Z-A Recorrida desenvolve a atividade siderúrgica e de fabricação de ferro-ligas, não se dedica à produção, distribuição, comercialização ou revenda de gás natural. Assim, tratando-se a Recorrida de uma consumidora de gás, a cobrança da TOS contraria lei expressa (cfr. artigo 3.º, al. g), do Decreto-Lei n.º 62/2020, de 28 de agosto).
AA-Assim, tendo sido repercutida na Recorrida a TOS, torna-se claro que esta repercussão é ilegal, não podendo ser limitada pelo Decreto-Lei de Execução Orçamental.
BB-Por todo o exposto, a decisão recorrida deverá ser mantida nos seus precisos termos, por ser conforme ao Direito.

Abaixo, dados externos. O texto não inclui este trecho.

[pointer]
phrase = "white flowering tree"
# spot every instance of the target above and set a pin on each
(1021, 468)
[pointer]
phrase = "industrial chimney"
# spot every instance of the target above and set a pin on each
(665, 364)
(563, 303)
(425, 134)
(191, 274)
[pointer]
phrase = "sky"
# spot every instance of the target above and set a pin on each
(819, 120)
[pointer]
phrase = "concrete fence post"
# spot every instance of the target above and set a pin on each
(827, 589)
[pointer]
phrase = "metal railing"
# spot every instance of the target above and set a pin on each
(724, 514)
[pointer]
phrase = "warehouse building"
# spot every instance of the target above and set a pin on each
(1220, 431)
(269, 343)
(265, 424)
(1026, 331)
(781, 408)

CC-Veja-se que para além da sentença do douto Tribunal “a quo”, o Tribunal Administrativo e Fiscal do Porto tem vindo a decidir, na sua esmagadora maioria, a favor do contribuinte quanto á mesma questão facto-jurídica, nomeadamente nos processos: 841/21.5BEPRT, 2311/20.0BEPRT, 148/21.8BEPRT, 772/21.9BEPRT, 797/21.4BEPRT, 118/21.6BEPRT, 133/21.0BEPRT, 1141/21.6BEPRT, 184/21.4BEPRT, 185/21.2BEPRT, 73/21.2BEPRT, 936/21.5BEPRT, 39/21.2BEPRT, 777/21.0BEPRT, 786/21.9BEPRT, 947/21.0BEPRT, 955/21.1BEPRT.
DD-Por fim, discorda-se igualmente da Recorrente na parte em que defende a improcedência do pedido de juros indemnizatórios peticionado pela Recorrida.
EE-Os juros indemnizatórios revestem “uma função reparadora dos prejuízos causados ao contribuinte pelo facto de ter ficado privado ilicitamente durante certo período, de uma quantia. O reconhecimento destes juros visa repor a situação que se verificaria se o contribuinte não tivesse procedido ao pagamento indevido do tributo. Pelo contrário, não corresponde à punição de quem cometeu o erro do qual resultou aquele pagamento indevido.” (CARLA CASTELO TRINDADE e SERENA CABRITA NETO, Contencioso Tributário, Vol. I - Procedimentos, Princípios e Garantias, Almedina, 2017, p. 216).
FF-Atendendo ao caso em apreço, tendo a ora Recorrente repercutido ilegalmente a TOS na Recorrida, esta viu-se privada, ilicitamente, há mais de um ano, de uma quantia que lhe era devida pelo que deverá ser devidamente compensada.
GG-Não obstante a A..., S.A. – Sucursal Portugal, não integrar a Administração Tributária e Aduaneira nem ser um ente público equiparado, para o efeito da discussão em causa nos presentes autos, é ela que indevidamente repercutiu o tributo à Impugnante, ora Recorrida.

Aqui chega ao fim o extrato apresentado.